動き始める空魔法士隊、一糸乱れぬ空中機動。
さきほど戦った空魔法士隊の小隊とは、また違う動き。
緊急時の戦術もあるとは思うが、小隊ごとに個性があるように見える。
火傷の治療を施している小隊はトリアージタッグを施しつつ撤退を開始。
回復専門の空魔法士隊を率いる女性の看護師風の空戦魔導師は忙しい。
その空戦魔導師はルマルディと似て、強者だと思うが、回復を優先して退いた。
最後、チラッと俺を見たような気がした。
気のせいか?
そして、無事な空魔法士隊は、隊列を組み直す。
小隊は一つのグループで五人から八人か。
八角形、六角形、四角形、並列、十字、それぞれの隊列にも意味があるようだ。
そのような個性のある陣形を整えた空魔法士隊は、一気呵成に様々な属性魔法を放つ。
それらの魔法は戦闘機が放つ大量のサイドワインダーミサイルに見えた。
アキエ・エニグマは、その斜め下から飛来する魔法群を見据えた。
そのまま左腕を掲げて腕先に魔法陣を生成。
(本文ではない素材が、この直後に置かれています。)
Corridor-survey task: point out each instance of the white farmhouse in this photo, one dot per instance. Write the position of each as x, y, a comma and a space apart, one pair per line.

その生成したばかりの魔法陣から雷魔法の稲妻が絡む鎖を誕生させる。が、その雷魔法の稲妻が絡む鎖は、一瞬で、生成したばかりの魔法陣ごと彼女の体と周囲の空間へと浸透するように消えた。
同時に、はだけたローブから紙吹雪を発生させる。
いや、紙吹雪ではなく、カードか札か?
周囲を舞う札。キサラのような<飛式>だろうか。
「あれは魔導札……」
キサラがそう呟く。
すると、相棒が、
「にゃ~」
見るのに飽きたような感じの鳴き声で、俺の片足に尻尾を絡ませる。
俺は気にせず、戦うアキエ・エニグマを凝視。
そのアキエ・エニグマは、更に、一つの魔導札を左手の掌に出現させて、指で挟む。
他の周囲を回る魔導札より一回り大きい。
『閣下、あの大きい魔導札だけ、魔力が膨大です』
『あぁ』
ヘルメが指摘するように、指に持つ魔導札には、膨大な魔力が内包されていた。
大きさもだが、周囲を漂う魔導札とは、違う魔導札か。
魔導札の絵柄は不明だ。
一方、アキエ・エニグマの周囲の鴉の群れと、無数の小さい魔導札は魔線で繋がる。
魔導札と魔線が繋がる鴉の群れは魔法の迎撃に向かった。
圧倒的な勢いでアキエ・エニグマに近付く攻撃魔法と、その迎撃に出た鴉と魔導札が宙空で衝突。
――夜空に無数の火花が散った。
幾つもの爆発した音が轟く。
魔法と相殺した鴉と魔導札は夜空を彩る星々の煌めきのように輝いては消失したが、その輝きごと、衝突した魔法のエネルギーを吸収する鴉と魔導札の群れもあった。
アキエ・エニグマを覆うほどの凄まじい攻撃魔法は、アキエ・エニグマに近付くことなく、すべてが消失。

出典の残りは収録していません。